A key development idea is import substitution: Replacing imports with locally made products. This is true for 2700 Atlantic ave., Fort Greene, Brooklyn, Atlanta or Barbados. You always want to consumer products made within you local confines while being a net exporter outside your boundary.

The local food sector is a great target for import substitution. Food production provides lot of jobs, especially in the developing world. They may not pay very much but the large number of jobs helps.

One way to do this is to exploit local taste or create them. Almost every country and region has some sort of food nationalism. All countries have there own specifc recipies that they take pride in cooking. Some countries like Japan and France, have specific laws limiting the number and quality of imports. And almost all countries practice discrimination against some foreign foods. France is well-known example of food bigotry but almost every country has examples.

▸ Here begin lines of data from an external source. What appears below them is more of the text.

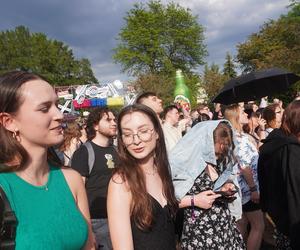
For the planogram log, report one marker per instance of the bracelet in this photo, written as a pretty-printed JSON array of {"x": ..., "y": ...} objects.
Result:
[{"x": 193, "y": 207}]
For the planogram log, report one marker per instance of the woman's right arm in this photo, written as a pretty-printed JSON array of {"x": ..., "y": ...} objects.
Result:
[
  {"x": 203, "y": 200},
  {"x": 118, "y": 211}
]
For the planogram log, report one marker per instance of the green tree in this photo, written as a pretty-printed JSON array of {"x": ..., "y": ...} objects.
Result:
[
  {"x": 276, "y": 44},
  {"x": 164, "y": 85},
  {"x": 213, "y": 80},
  {"x": 22, "y": 50},
  {"x": 229, "y": 67},
  {"x": 160, "y": 39}
]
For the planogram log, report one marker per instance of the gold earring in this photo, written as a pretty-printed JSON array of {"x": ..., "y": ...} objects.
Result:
[{"x": 15, "y": 135}]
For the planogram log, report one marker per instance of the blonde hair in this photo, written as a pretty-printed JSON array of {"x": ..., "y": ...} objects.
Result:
[{"x": 232, "y": 114}]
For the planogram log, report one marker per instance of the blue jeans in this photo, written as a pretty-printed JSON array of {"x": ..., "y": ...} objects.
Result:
[{"x": 101, "y": 232}]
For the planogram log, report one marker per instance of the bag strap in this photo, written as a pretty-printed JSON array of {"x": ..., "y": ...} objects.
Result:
[
  {"x": 91, "y": 155},
  {"x": 4, "y": 202}
]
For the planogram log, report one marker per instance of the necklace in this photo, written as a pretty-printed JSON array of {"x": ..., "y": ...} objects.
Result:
[
  {"x": 44, "y": 186},
  {"x": 151, "y": 173}
]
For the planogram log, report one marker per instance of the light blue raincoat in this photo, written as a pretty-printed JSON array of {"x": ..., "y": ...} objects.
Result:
[{"x": 190, "y": 156}]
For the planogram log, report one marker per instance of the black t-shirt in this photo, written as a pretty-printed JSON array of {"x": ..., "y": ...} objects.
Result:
[{"x": 97, "y": 181}]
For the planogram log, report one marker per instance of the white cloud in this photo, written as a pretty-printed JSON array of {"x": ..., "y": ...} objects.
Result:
[{"x": 90, "y": 27}]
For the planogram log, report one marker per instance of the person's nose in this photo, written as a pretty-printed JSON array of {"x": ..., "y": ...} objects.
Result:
[
  {"x": 136, "y": 139},
  {"x": 58, "y": 115}
]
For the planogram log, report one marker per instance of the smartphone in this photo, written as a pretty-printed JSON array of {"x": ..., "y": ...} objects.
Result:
[{"x": 226, "y": 193}]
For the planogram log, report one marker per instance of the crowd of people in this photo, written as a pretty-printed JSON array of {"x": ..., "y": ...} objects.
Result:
[{"x": 148, "y": 177}]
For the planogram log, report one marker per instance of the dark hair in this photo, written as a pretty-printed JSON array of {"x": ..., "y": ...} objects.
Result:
[
  {"x": 201, "y": 118},
  {"x": 201, "y": 106},
  {"x": 168, "y": 109},
  {"x": 291, "y": 119},
  {"x": 269, "y": 114},
  {"x": 130, "y": 171},
  {"x": 93, "y": 119},
  {"x": 12, "y": 152},
  {"x": 144, "y": 95},
  {"x": 224, "y": 135}
]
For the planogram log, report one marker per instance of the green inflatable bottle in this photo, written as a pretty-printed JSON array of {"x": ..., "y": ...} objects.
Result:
[{"x": 181, "y": 92}]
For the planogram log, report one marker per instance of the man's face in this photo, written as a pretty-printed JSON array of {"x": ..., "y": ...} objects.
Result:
[
  {"x": 173, "y": 116},
  {"x": 204, "y": 110},
  {"x": 107, "y": 125},
  {"x": 154, "y": 103}
]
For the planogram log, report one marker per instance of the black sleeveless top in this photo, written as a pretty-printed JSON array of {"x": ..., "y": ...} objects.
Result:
[{"x": 161, "y": 236}]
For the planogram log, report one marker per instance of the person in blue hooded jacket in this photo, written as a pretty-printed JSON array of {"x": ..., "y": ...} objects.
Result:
[{"x": 202, "y": 164}]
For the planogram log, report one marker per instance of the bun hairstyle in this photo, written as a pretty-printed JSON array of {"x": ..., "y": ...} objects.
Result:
[{"x": 128, "y": 168}]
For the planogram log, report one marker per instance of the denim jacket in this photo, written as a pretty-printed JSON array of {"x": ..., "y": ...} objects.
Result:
[{"x": 190, "y": 156}]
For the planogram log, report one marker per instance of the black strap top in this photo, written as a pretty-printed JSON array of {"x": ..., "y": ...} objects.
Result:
[{"x": 161, "y": 236}]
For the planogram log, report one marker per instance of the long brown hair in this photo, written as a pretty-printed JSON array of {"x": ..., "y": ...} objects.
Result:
[
  {"x": 141, "y": 207},
  {"x": 12, "y": 152},
  {"x": 232, "y": 114},
  {"x": 291, "y": 119}
]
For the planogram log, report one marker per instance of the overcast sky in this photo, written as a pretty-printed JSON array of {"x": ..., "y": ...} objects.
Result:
[{"x": 90, "y": 27}]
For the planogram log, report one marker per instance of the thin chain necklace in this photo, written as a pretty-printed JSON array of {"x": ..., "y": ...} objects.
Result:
[
  {"x": 45, "y": 186},
  {"x": 151, "y": 173}
]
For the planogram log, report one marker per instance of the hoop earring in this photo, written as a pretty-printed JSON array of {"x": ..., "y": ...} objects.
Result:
[{"x": 15, "y": 135}]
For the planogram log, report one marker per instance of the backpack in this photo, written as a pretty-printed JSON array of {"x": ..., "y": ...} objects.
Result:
[{"x": 8, "y": 223}]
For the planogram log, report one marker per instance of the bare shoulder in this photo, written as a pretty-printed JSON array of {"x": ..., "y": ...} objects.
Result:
[
  {"x": 74, "y": 181},
  {"x": 71, "y": 174}
]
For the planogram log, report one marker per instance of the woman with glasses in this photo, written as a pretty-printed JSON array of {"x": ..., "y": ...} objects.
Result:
[
  {"x": 273, "y": 116},
  {"x": 141, "y": 202}
]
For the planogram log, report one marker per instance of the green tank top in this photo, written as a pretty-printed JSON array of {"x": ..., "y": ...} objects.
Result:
[{"x": 48, "y": 217}]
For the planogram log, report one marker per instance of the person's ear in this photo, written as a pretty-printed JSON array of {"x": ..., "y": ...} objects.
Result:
[
  {"x": 156, "y": 135},
  {"x": 8, "y": 122}
]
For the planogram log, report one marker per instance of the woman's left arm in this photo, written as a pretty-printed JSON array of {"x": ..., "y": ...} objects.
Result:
[{"x": 77, "y": 187}]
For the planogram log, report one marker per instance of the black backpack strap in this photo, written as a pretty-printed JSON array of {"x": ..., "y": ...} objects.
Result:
[
  {"x": 91, "y": 155},
  {"x": 4, "y": 205}
]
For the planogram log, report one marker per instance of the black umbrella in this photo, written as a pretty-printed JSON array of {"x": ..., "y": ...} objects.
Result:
[{"x": 254, "y": 85}]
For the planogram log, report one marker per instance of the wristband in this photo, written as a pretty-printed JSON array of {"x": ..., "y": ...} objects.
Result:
[{"x": 193, "y": 207}]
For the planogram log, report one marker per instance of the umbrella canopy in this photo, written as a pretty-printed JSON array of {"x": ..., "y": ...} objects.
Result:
[{"x": 254, "y": 85}]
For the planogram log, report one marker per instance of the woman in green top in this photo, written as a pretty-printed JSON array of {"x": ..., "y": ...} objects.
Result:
[{"x": 49, "y": 202}]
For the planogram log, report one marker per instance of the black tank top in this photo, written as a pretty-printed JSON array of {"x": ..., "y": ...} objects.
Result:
[{"x": 161, "y": 236}]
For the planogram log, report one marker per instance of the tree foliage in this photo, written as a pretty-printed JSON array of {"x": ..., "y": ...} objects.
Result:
[
  {"x": 276, "y": 44},
  {"x": 22, "y": 50},
  {"x": 164, "y": 86},
  {"x": 158, "y": 39},
  {"x": 229, "y": 67}
]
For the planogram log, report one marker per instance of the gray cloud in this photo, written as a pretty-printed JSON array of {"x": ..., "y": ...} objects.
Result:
[{"x": 90, "y": 27}]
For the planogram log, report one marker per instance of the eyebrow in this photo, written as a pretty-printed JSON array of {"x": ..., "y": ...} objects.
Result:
[
  {"x": 47, "y": 103},
  {"x": 142, "y": 126}
]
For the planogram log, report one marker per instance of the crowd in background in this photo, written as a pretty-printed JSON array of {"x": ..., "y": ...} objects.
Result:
[{"x": 228, "y": 176}]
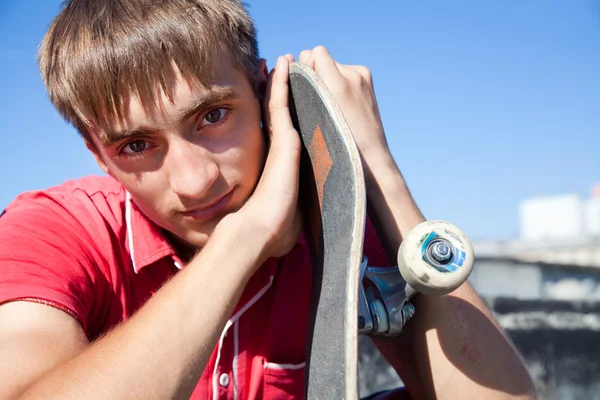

Conversely, many poor countries have very weak food nationalism cultures. They like imported goods and their status. I have been in two countries where gleaming supermarkets competed with local fresh fruit vendors. The street vendor sold mostly locally produced products. The stores sold the similar products for twice the price. Don't you know people nearly kill themselves getting into the supermarket. They were buying way more than just fruit.

Multinational companies work against such food nationalism for economic reasons. They try to sell the "American" or "European" lifestyle to developing countries. The promotion has have disastrous effects for local farmers and food producers.

Developing communities must promote their own products to keep more money in the local economy. Promotion through word of mouth and cell phone chatter would break though the usual market hype. It turns that "Local" is almost always best when it comes to food.